Leggo e rileggo da giorni ‘Interruzioni’, un volume nero di poco più di novanta pagine, esile solo all’apparenza, eppure di quei libri che ti attraversano, che ti entrano nelle vene.
Giornalista professionista e autrice ferrarese, Camilla Ghedini sa scrivere a chiare lettere cose che anch’io ho pensato, ma che spesso non ho avuto il coraggio di dire.
E poi succede che la vita la si comprende a un passo dalla morte, nostra o altrui, un passo prima o un passo dopo, ma troppo tardi e senza possibilità di riscriverla. Ed è in quel momento che le parole essenziali diventano poche, poche e potenti, perché cariche del dolore, dei dubbi e dei rimpianti, dei rimorsi. Dei silenzi non ascoltati, degli abbracci non dati, della rabbia gridata, dei giudizi eccessivi, delle azioni rimandate e di quelle compiute e irreversibili”. Così Ghedini introduce il libro, dedicato “A mio papà, che mi ha amato di un amore materno”.
Un lavoro scritto “con la morte dentro e tra le dita”.

‘Interruzioni’ (Giraldi Editore, 2016) presenta quattro storie di mancata o negata maternità.
Come il titolo suggerisce, si tratta in tutti i casi di interruzioni: la morte, l’abbandono, la ferita, l’aspirazione troncata.
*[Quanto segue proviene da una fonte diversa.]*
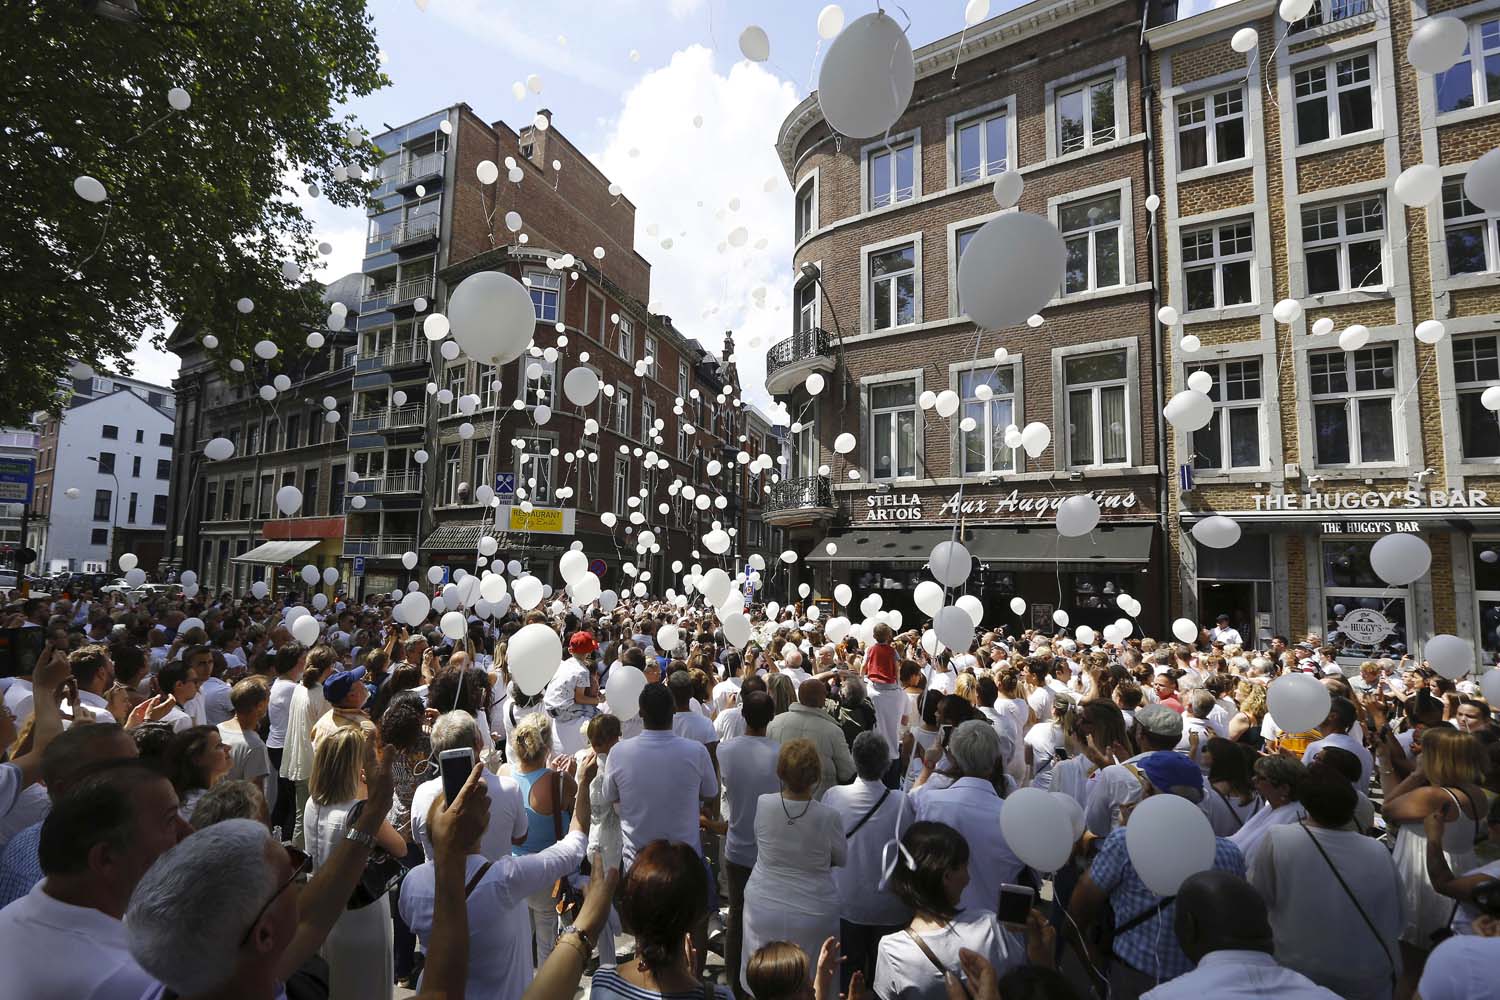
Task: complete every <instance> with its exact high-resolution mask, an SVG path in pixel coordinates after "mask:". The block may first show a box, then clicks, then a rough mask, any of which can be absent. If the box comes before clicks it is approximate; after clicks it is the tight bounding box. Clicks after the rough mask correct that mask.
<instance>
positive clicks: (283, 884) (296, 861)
mask: <svg viewBox="0 0 1500 1000" xmlns="http://www.w3.org/2000/svg"><path fill="white" fill-rule="evenodd" d="M282 850H285V852H287V861H290V862H291V879H288V880H287V882H284V883H281V885H279V886H278V888H276V892H273V894H272V895H270V898H269V900H266V903H263V904H261V909H260V910H257V912H255V919H254V921H251V925H249V927H248V928H245V937H242V939H240V948H245V943H246V942H249V940H251V931H254V930H255V925H257V924H260V922H261V918H263V916H266V910H269V909H272V903H276V897H279V895H281V894H282V892H287V889H288V888H290V886H291V883H294V882H297V877H299V876H302V874H305V873H306V871H308V870H309V868H312V858H309V856H308V855H306V853H305V852H303V850H302V849H297V847H293V846H291V844H282Z"/></svg>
Ogni racconto esaspera, volutamente, ciò che l’opinione diffusa vorrebbe contro natura. In ogni racconto, di pura fantasia, la protagonista svela, con la formula del monologo, del dialogo, del flusso di coscienza, la sua personale sospensione di un percorso: c’è la rinuncia volontaria alla procreazione, l’infanticidio, la malattia e la scelta della morte spiegata a una madre “mai stata tale”. C’è il desiderio-fissazione di una figlia forse neppure mai concepita che si interseca a un’altra discontinuità, quella della coppia.Il libro ha compiuto un anno, ma continua a far parlare di sé: Panorama.it lo ha consigliato sia per le letture del Fertility Day sia per l’8 marzo.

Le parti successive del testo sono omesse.